Given the positive integers, x, y, and z, are consecutive terms of an** arithmetic progression**, **the least value of the positive integer, n,** for which the equation, x^2 -y^2- z^2 = n, has exactly two solutions is n = 27:

34^2- 27^2- 20^2 = 12^2- 9^2-6^2 = 27

It turns out that n = 1155 is the least value which has exactly ten solutions.

How many values of n less than one million have exactly ten distinct solutions?

I'm having problem with counting N:

let's say we're thinking about arithmetic progression that progresses by 10. since 0<n<1,000,000, here are all the possible cases:

Code: Select all

```
P|||| X Y Z N
p==10 21 11 1 319
p==10 22 12 2 336
p==10 23 13 3 351
p==10 24 14 4 364
p==10 25 15 5 375
p==10 26 16 6 384
p==10 27 17 7 391
p==10 28 18 8 396
p==10 29 19 9 399
p==10 30 20 10 400
p==10 31 21 11 399
p==10 32 22 12 396
p==10 33 23 13 391
p==10 34 24 14 384
p==10 35 25 15 375
p==10 36 26 16 364
p==10 37 27 17 351
p==10 38 28 18 336
p==10 39 29 19 319
p==10 40 30 20 300
p==10 41 31 21 279
p==10 42 32 22 256
p==10 43 33 23 231
p==10 44 34 24 204
p==10 45 35 25 175
p==10 46 36 26 144
p==10 47 37 27 111
p==10 48 38 28 76
p==10 49 39 29 39
```

now the problem is I'm having hard time understanding what

**n** I should count.

**the least value of the positive integer, n,**
I can see that 49, 39, 29 yields least value of n, which is 39.

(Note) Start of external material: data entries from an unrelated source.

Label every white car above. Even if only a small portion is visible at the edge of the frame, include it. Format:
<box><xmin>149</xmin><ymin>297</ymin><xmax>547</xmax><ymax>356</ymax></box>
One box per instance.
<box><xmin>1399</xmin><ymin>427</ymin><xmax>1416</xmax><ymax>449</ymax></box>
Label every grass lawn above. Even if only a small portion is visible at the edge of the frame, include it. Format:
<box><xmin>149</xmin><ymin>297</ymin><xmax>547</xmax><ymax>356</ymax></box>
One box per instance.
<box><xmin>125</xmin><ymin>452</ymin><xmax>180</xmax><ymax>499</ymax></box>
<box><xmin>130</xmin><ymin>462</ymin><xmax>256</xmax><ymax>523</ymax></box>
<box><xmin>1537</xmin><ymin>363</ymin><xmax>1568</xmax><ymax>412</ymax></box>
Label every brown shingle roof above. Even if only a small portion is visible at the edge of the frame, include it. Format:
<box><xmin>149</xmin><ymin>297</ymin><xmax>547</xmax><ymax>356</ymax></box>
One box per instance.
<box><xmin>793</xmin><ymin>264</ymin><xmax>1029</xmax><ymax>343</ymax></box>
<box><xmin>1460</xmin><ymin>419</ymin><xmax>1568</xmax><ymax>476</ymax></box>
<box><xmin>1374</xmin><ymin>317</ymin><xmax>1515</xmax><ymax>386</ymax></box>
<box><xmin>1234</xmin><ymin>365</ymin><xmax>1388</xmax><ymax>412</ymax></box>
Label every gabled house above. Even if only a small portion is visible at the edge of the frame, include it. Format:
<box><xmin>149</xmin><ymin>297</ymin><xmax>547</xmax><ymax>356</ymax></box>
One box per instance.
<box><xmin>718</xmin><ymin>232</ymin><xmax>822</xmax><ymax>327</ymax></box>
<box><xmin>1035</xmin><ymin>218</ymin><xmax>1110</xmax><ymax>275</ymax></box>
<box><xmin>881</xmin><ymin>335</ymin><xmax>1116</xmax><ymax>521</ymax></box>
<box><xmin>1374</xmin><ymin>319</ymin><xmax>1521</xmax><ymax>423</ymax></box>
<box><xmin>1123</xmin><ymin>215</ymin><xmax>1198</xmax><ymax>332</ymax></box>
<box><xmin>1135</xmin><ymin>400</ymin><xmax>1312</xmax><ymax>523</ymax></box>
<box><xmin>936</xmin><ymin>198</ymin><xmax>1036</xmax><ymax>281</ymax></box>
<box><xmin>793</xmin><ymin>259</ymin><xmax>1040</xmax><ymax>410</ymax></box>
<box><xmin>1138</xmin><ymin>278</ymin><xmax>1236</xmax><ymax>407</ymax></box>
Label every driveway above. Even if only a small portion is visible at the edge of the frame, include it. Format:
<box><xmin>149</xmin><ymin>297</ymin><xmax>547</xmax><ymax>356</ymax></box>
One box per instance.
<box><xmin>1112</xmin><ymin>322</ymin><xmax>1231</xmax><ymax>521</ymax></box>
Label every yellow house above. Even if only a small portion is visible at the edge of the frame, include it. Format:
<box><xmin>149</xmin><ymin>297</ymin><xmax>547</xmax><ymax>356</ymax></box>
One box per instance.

(and this is trivial without enumerating all x, y, z)

initially, given this observation, I thought what I had to do was:

for p==10, the least value of n is 39, count it once, move along to next p

however, by this method the given example of n=1155 having 10 solutions could not be found.

edit :

disregard everything I wrote.

however I have a question : how could n have a 'least' value? doesn't that term implies there is also a 'most' value and there are more than one possible 'n's for an arithmetic sequence?